The city’s ethics panel has cleared Comptroller John Liu to move ahead with an audit of the Central Park Boathouse, even though he delivered a blistering attack against the owner at a rally staged by a politically powerful union.

“Mr. Liu’s public statements regarding the Boathouse, made in his capacity as an elected official of the city, do not appear to be a transaction in conflict with the proper discharge of his official duties,” Steve Rosenfeld, chairman of the Conflicts of Interest Board, informed Liu’s office yesterday.

The City Charter, he said, prohibits a public servant from obtaining any “financial gain” or “privilege” from any person or firm associated with the public servant.

In this case, Rosenfeld determined Liu was off the hook on both of those counts.

Even the $4,975 in campaign contributions Liu received from Local 6 of the hotel and restaurant workers union, which staged the massive protest, wouldn’t make a difference since those contributions are allowed under the law.

Rosenfeld added that the board “expresses no view” on whether there might be other reasons for Liu to recuse himself.

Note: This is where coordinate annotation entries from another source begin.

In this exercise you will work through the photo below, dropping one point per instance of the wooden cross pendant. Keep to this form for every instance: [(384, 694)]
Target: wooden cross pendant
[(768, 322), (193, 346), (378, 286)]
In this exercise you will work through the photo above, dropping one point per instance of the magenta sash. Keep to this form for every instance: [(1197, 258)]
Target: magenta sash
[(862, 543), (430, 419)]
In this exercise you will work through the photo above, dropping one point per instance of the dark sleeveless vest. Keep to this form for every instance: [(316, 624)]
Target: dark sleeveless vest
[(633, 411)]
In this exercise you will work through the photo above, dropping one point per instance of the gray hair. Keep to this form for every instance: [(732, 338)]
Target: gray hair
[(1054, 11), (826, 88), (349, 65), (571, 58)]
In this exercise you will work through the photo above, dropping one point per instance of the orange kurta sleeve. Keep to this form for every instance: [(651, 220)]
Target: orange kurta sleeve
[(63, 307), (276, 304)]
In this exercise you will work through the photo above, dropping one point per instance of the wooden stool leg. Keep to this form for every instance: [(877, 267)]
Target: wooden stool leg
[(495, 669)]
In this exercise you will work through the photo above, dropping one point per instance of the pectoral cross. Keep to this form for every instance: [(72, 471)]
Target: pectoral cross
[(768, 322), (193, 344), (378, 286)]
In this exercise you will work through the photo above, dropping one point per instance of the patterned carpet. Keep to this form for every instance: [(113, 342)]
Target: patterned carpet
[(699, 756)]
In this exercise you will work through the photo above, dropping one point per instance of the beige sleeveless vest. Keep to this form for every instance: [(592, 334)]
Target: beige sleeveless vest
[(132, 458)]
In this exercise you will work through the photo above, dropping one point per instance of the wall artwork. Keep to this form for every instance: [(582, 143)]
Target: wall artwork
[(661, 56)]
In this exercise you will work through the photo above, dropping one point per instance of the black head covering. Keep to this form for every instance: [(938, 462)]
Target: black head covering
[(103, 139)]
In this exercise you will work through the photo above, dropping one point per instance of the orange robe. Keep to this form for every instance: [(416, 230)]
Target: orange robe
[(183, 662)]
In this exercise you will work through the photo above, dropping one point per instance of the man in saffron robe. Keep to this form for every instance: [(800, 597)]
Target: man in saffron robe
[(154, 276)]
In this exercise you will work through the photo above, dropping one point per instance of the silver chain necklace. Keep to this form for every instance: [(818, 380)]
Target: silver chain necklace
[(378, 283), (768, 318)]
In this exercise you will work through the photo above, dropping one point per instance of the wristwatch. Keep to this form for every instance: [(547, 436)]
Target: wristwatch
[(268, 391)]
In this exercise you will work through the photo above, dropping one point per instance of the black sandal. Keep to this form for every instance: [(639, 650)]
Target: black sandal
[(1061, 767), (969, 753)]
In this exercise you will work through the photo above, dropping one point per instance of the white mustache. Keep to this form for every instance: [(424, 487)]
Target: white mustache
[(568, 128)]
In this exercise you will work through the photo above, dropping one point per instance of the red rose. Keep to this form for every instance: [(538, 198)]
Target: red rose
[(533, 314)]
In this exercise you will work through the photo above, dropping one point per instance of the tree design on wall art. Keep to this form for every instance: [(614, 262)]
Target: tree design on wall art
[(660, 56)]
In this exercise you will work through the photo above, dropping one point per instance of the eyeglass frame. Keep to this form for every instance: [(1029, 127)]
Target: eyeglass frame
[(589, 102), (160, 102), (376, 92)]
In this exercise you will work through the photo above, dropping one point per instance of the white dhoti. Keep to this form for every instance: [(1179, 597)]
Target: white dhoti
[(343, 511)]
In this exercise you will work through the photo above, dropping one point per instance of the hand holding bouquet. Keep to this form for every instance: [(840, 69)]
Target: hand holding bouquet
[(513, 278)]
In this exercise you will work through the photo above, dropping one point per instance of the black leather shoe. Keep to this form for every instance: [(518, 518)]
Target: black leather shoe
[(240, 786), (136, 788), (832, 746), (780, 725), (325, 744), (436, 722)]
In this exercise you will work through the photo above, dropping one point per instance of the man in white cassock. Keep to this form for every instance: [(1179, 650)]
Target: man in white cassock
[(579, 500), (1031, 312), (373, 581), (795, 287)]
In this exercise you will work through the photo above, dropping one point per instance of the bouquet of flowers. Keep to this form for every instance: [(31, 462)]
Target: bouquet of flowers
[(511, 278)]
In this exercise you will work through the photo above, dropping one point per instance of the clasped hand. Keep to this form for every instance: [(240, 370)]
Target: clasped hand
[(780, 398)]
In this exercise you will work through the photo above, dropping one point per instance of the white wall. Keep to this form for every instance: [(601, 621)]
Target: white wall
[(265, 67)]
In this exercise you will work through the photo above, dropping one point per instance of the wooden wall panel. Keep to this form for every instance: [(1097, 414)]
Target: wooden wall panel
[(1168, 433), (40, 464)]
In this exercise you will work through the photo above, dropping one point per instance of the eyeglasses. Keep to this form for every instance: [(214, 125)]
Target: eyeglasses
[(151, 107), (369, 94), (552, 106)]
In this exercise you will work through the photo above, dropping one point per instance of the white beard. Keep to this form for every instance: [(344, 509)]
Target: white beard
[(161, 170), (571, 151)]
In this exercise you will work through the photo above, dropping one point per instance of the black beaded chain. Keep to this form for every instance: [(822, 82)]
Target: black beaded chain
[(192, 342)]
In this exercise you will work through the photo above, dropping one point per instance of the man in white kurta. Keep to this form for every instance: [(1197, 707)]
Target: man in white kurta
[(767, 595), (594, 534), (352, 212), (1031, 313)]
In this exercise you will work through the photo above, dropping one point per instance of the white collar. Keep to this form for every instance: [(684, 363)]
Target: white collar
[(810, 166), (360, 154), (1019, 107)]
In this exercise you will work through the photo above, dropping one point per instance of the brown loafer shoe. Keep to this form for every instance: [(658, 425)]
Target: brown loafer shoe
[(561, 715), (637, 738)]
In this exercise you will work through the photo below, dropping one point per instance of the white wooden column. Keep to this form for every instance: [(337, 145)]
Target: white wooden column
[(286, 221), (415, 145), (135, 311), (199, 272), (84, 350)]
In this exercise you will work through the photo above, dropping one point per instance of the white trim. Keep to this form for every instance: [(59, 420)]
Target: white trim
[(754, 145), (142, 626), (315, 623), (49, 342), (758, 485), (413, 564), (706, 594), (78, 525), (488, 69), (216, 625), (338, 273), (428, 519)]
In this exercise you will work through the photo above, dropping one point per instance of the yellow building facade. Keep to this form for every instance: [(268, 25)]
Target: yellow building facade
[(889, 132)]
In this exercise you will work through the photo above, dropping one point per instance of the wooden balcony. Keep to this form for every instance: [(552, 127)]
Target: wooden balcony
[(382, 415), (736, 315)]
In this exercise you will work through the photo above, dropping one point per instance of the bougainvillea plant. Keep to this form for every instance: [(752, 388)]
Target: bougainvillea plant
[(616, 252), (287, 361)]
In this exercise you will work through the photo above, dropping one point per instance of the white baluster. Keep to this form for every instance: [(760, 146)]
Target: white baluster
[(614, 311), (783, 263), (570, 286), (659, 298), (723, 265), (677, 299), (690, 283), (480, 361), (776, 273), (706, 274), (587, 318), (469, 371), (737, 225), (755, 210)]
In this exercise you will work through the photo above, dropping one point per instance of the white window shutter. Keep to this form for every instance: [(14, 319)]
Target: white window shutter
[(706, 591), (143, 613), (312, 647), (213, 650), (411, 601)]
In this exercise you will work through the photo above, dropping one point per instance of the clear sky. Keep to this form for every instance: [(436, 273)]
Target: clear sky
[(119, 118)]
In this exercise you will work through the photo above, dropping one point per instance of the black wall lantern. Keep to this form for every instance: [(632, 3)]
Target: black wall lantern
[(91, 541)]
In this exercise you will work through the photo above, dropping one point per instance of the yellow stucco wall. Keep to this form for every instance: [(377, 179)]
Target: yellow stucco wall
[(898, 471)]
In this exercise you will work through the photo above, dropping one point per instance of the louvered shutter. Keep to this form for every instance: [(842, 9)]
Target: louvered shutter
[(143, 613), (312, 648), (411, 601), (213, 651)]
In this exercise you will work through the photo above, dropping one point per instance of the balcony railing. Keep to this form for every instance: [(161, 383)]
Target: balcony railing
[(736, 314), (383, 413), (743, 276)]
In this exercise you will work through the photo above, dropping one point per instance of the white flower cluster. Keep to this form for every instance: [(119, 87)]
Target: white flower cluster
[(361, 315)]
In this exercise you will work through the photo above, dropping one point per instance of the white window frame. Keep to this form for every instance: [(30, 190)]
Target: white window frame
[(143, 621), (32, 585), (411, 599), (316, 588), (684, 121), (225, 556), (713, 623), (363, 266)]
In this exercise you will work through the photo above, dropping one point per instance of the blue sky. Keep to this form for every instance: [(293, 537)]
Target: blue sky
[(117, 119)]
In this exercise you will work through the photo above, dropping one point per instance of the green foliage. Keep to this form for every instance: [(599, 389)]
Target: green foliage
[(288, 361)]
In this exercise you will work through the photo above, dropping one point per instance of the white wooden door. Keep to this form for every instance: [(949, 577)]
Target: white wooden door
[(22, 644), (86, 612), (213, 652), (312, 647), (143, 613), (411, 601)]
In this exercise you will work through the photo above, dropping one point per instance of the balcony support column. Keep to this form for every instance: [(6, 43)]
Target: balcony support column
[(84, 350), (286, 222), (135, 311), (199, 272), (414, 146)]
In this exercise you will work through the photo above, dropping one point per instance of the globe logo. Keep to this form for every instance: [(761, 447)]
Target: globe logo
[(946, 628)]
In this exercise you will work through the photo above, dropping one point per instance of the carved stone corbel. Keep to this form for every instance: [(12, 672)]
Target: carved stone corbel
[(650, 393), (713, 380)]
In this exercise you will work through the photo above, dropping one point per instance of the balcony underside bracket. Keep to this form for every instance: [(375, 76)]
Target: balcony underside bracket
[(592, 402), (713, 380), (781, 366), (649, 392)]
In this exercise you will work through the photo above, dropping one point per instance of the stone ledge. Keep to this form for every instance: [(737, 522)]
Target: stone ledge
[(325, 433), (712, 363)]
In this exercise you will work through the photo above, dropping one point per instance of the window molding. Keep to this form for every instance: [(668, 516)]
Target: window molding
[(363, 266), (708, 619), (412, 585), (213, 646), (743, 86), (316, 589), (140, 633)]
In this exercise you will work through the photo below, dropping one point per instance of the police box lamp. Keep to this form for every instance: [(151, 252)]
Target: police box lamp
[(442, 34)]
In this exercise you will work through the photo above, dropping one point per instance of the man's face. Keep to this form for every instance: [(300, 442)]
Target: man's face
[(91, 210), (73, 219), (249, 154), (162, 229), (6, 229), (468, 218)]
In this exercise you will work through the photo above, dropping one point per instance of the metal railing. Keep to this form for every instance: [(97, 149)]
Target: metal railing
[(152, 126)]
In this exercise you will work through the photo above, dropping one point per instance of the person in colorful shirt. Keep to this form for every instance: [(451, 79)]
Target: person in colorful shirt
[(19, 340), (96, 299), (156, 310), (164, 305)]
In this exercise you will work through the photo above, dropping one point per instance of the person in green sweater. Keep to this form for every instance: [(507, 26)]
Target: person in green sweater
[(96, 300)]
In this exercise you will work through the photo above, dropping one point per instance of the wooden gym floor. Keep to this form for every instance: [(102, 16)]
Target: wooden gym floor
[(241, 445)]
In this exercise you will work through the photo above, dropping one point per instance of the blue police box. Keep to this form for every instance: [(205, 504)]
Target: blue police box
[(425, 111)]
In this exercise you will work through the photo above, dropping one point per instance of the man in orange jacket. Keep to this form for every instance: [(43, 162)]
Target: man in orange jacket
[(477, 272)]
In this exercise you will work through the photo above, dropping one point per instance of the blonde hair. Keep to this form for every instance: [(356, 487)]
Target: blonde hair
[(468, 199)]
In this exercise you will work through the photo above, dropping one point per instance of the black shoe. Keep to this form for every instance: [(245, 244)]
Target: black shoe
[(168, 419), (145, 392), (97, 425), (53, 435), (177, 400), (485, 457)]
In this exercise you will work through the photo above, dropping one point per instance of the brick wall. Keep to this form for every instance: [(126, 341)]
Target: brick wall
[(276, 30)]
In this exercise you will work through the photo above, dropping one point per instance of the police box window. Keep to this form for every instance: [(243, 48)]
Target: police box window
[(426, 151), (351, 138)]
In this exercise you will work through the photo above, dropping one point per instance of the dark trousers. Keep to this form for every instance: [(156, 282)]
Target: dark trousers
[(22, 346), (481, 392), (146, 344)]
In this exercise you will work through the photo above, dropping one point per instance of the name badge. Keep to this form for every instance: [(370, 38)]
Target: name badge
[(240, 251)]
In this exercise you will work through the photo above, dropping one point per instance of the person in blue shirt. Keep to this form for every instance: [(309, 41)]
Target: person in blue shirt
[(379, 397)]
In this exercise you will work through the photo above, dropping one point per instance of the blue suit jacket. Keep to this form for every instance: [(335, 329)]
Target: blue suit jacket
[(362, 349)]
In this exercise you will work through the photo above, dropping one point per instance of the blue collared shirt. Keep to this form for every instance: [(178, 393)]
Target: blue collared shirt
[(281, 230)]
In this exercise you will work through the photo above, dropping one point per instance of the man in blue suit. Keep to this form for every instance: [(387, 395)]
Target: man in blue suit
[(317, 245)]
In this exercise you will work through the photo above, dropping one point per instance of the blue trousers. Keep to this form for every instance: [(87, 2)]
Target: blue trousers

The ruling sets the stage for an unprecedented confrontation between Liu and Boathouse owner Dean Poll.

Poll is threatening to withhold his books from the comptroller’s auditors, go back to the ethics board or go to court — on the grounds that Liu can’t be objective after participating in the April 21 rally that excoriated Poll as ruthless and uncaring.

“It’s not about not doing an audit,” said Frank Marino, a spokesman for Poll. “It’s about having an independent auditor.”

Mike Loughran, Liu’s spokesman, called Poll’s denunciations a “failed attempt into misleading the public into thinking” Liu has a conflict.

The Boathouse paid $3.1 million in fees to the city in fiscal 2010, making it the highest-paying concessionaire in the Parks Department.

In an unsolicited call to The Post, one development official called it “lunacy” to try to dislodge an operator contributing so much to the public till.

“I don’t think the Four Seasons is paying $3 million a year,” the official said.